Lies, BLEEP lies, and Statistics
Mark Twain is often credited as saying that there are "lies, damn lies, and statistics" but as someone who tutors in statistics, I see it more as there are people who tell lies and lies with statistics. Statistics themselves are only numbers, and while calculations can be mistaken, the wrong formulas can be used and yes numbers can be used to mislead people; the numbers themselves do not lie. The problem for most people with statistics is that it is an unusual way to think about and manipulate numbers.
This week, I have been helping a student better understand the implications of an average of a sample, also referred to as the mean in order to prepare for an upcoming standardized test. Generally, a sample consists of individuals 1, 2, 3, …, n, who each have some numerical characteristic x1, x2, x3, …, xn. For example, a sample of individual's resting heart rate (measured in beats per minute, bpm) could be as follows:
Individual 1 has a rate of 43 bpm, 2 has 47, 3 has 52, 4 has 33, …, and n has z. An average then is the sum of all the individual rates (Sum) divided by the count of individuals (Count). So, given the numbers above and n=5 and the average is 45, I can calculate z. Sum is equal 43+47+52+33+n, the count is equal to 5, and the average is equal to 45, so the Sum is equal to 5x45=225 and 225-43-47-52-33=50=z.

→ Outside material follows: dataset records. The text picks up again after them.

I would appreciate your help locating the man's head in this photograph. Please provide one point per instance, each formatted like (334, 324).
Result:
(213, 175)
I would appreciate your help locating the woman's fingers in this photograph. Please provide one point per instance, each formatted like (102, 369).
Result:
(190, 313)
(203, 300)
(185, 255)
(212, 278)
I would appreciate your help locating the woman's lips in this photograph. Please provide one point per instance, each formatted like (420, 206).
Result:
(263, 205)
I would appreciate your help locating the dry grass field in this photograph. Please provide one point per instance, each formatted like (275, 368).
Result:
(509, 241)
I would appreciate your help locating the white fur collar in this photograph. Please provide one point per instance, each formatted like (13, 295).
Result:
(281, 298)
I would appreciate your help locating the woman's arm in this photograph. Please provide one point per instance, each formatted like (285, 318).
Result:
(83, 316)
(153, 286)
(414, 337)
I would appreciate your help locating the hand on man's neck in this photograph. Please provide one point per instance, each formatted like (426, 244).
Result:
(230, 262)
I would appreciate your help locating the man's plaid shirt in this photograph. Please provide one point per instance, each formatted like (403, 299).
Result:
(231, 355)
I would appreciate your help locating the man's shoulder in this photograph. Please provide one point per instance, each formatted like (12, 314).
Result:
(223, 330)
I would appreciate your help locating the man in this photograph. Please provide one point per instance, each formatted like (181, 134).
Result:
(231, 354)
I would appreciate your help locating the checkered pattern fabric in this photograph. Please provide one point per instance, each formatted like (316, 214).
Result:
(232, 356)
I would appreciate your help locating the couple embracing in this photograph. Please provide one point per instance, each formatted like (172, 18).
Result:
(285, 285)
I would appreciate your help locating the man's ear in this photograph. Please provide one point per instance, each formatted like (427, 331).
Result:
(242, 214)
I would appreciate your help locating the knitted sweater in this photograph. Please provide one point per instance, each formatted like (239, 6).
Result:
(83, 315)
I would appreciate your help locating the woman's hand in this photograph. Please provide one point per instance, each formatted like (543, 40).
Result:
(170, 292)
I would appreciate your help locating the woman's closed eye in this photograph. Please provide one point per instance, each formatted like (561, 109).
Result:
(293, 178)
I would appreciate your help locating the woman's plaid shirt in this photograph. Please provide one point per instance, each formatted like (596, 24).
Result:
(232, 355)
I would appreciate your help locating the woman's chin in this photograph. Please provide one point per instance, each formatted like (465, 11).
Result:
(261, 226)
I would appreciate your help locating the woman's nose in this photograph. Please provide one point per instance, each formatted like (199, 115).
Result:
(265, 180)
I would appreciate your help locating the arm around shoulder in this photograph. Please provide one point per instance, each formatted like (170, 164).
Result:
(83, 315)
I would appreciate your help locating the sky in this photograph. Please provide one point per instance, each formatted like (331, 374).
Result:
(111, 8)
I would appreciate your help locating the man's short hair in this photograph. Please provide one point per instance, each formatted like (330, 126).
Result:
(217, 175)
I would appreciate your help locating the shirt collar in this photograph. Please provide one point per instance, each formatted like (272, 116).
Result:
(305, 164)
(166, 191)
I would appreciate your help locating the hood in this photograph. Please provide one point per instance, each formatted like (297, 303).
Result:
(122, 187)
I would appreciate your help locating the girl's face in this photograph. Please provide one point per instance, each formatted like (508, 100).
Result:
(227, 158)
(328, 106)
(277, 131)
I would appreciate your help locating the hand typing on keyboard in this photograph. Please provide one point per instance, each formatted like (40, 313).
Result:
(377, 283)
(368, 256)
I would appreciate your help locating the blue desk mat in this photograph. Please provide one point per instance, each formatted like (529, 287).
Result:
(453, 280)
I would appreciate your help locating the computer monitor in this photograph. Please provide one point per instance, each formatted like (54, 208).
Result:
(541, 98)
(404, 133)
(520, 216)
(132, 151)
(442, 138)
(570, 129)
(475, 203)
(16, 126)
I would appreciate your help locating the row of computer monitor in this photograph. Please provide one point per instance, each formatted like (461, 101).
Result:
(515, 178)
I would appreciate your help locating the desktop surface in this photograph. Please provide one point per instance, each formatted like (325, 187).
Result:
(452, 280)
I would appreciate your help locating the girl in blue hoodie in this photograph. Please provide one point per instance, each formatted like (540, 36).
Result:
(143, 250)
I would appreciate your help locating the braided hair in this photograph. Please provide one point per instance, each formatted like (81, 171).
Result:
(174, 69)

Notice, however, some properties of the average. First of all, unless all the sample values are equal, there is always a smallest and largest number, and the average is always between them. I can always rearrange the samples in order from smallest to largest (e.g. 33, 43, 47, 50, 52). And no matter how many 33's I add to the sample, as long as there is one number greater than 33, the average will always be between 33 and the largest number, and similarly, no matter how many 52's I add to the sample, the average will always be between 52 and the smallest number. Thus, by definition, it is impossible for everyone to be above or below average. Thus, qualitatively, being above average, at average, or below average, is not of itself good or bad, it is merely a mathematical way to compare an individual sample value against a value that mathematically summarizes a central point of all the sample values.

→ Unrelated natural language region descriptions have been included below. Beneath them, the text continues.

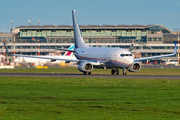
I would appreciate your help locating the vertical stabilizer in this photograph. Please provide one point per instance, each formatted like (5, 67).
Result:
(78, 40)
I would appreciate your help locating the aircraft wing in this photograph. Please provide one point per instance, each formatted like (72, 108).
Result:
(51, 58)
(60, 49)
(154, 57)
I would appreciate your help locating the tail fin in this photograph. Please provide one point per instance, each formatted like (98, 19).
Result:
(78, 40)
(69, 53)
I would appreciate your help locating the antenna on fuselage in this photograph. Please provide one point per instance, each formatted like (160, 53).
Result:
(78, 40)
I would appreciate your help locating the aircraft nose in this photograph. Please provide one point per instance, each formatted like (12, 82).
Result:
(130, 60)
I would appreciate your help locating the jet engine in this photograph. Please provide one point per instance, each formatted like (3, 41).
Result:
(135, 67)
(85, 67)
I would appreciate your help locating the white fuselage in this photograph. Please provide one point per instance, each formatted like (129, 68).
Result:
(39, 61)
(111, 57)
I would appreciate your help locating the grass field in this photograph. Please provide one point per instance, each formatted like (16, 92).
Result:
(88, 99)
(144, 71)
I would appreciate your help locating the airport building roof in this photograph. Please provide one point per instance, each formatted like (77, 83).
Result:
(86, 26)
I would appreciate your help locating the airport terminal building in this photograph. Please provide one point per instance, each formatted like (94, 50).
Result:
(148, 40)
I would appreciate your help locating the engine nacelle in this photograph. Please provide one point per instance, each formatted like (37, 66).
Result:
(85, 67)
(135, 67)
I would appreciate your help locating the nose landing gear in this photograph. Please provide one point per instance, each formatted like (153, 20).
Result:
(115, 71)
(124, 71)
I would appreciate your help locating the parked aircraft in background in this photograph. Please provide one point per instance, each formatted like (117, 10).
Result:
(27, 61)
(102, 57)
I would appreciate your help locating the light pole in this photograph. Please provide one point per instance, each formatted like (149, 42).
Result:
(3, 27)
(12, 24)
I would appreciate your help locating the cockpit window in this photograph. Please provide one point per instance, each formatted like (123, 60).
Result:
(122, 55)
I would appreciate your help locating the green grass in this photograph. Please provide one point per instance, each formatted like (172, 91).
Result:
(88, 98)
(144, 71)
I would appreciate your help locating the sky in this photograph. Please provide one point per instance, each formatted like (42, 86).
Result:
(90, 12)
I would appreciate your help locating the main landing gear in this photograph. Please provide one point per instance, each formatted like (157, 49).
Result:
(85, 73)
(115, 71)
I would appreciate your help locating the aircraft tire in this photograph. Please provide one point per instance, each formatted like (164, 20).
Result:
(117, 71)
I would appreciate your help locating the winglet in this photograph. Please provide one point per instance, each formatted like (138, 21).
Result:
(6, 48)
(78, 40)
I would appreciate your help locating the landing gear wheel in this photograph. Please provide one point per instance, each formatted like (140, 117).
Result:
(113, 71)
(124, 72)
(117, 72)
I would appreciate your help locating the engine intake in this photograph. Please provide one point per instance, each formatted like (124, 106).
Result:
(85, 67)
(135, 67)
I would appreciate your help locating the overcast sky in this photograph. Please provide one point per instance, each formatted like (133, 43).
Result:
(97, 12)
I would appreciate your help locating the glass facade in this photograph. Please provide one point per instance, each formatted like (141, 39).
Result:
(92, 34)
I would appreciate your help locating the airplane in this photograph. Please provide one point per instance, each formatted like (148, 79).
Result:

No sooner do I work on this, than the local paper editorializes indicating a complete lack of understanding of this very principle. The complaint was that Wisconsin's reported drunk driving rate was over 20% (i.e. 1 out of 5 people surveyed admitted to driving while intoxicated in the last year) and that this was the highest such rate among all 50 states in the U.S. Now, to be clear, a 20% rate is qualitatively scary, but out of 50 states, some state has to have the highest rate, so by definition it can say nothing additionally worse to say that the 20% rate was the worst among the 50 states, because some rate was going to be worst. The 20% rate only means something in comparison to the other values, or their summary, the mean. After all, how you would evaluate that result if the sample of the 50 states reported values between 18 and 20 versus if the reported values were between 5 and 20 percent? In the first group, it would mean very little to say that 20% was the worst score because at worst it is only slightly higher than its mean (at least 18%), whereas in the second group, the difference could be much larger, and by implication more improvement was possible. Thus, the 20% value only provides additional information in the context of the average, and other measures of how the data is spread out.